Carolina Fung Feng, 30, who is taking part in a march from New York to D.C, made it to Baltimore on Friday with more than 30 other New Yorkers. Together, they plan to walk a distance of more than 200 miles in 18 days.

“We have been welcomed by a lot of communities that we’ve come across on our journey but we’ve also encountered a couple of hecklers who yelled mean things to us,” said Fung Feng. They in turn responded by chanting slogans like “Say it loud, say it clear, immigrants are also here.”

She said they stayed overnight at churches and with community organizations. Some people even volunteered to wash their clothes.

Fung Feng, whose parents are Chinese, came from Costa Rica at age 12, and grew up in Washington Heights. She was already in college when DACA was created in 2012, but the program enabled her to work legally and she now holds a job at a public library in Brooklyn helping adults who didn’t finish their high school degrees.

Queens resident Martin Batalla Vidal, 29, was the very first DACA recipient to sue the federal government back in 2016, after the state of Texas successfully won a lawsuit to reduce the duration of DACA work permits from three to two years. While he wanted to march at least part of the way to D.C., he said he can't afford to take off from work.

“At first I was scared like everybody else because I was going up against the government,” he said. “But at the end of the day, somebody has to be brave enough to be the face of the lawsuit.”

Vidal was brought to the U.S. from Mexico when he was seven, and worked for several years after graduating high school when he couldn’t get aid to go to college.
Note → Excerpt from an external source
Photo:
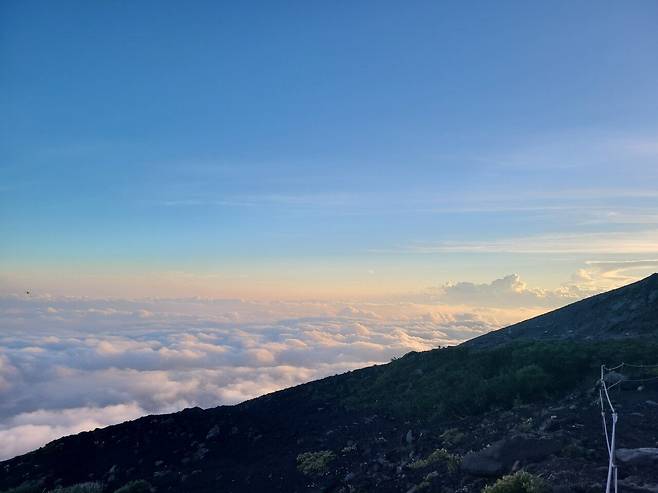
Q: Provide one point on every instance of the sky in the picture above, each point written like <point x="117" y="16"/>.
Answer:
<point x="211" y="198"/>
He said he was initially skeptical of DACA, worried the government might use it to locate his undocumented mother. But he eventually applied and immediately started getting better jobs.

“Most of the places, they use the E-Verify,” he said, explaining that he was limited to minimum wage jobs at places that didn’t really check for documents. “So once I was able to get that Social Security, I started working in fast food. But in less than a year I was a shift manager and then a supervisor and then [general manager].”

Vidal is now a certified nursing assistant providing rehabilitation to patients with traumatic brain injuries, while finishing a degree at LaGuardia Community College. 

If the Supreme Court sides with the Trump Administration when it issues a decision on DACA next year, the plaintiffs would lose their legal protections, work authorization and could face deportation. Vidal and Alarcon acknowledge that’s a scary prospect.

Alarcon was able to visit family in Mexico by having DACA. He’s now a Census coordinator at Make the Road New York, which is also a plaintiff along with New York, Washington, D.C. and 15 other states. He called immigration the civil rights movement of the 21st century.

“I think there's a lot of fear and a lot of concerns, but we know that is a community,” he said. “We will fight back just as we have been doing over the last three years.”

Vidal said they’ll continue fighting for Congress to give them and millions of other undocumented immigrants legal status. He said polls show most Americans support DACA.

"DACA recipients are nurses, lawyers, doctors,” he said. “We just contribute to the economy just like everybody else.”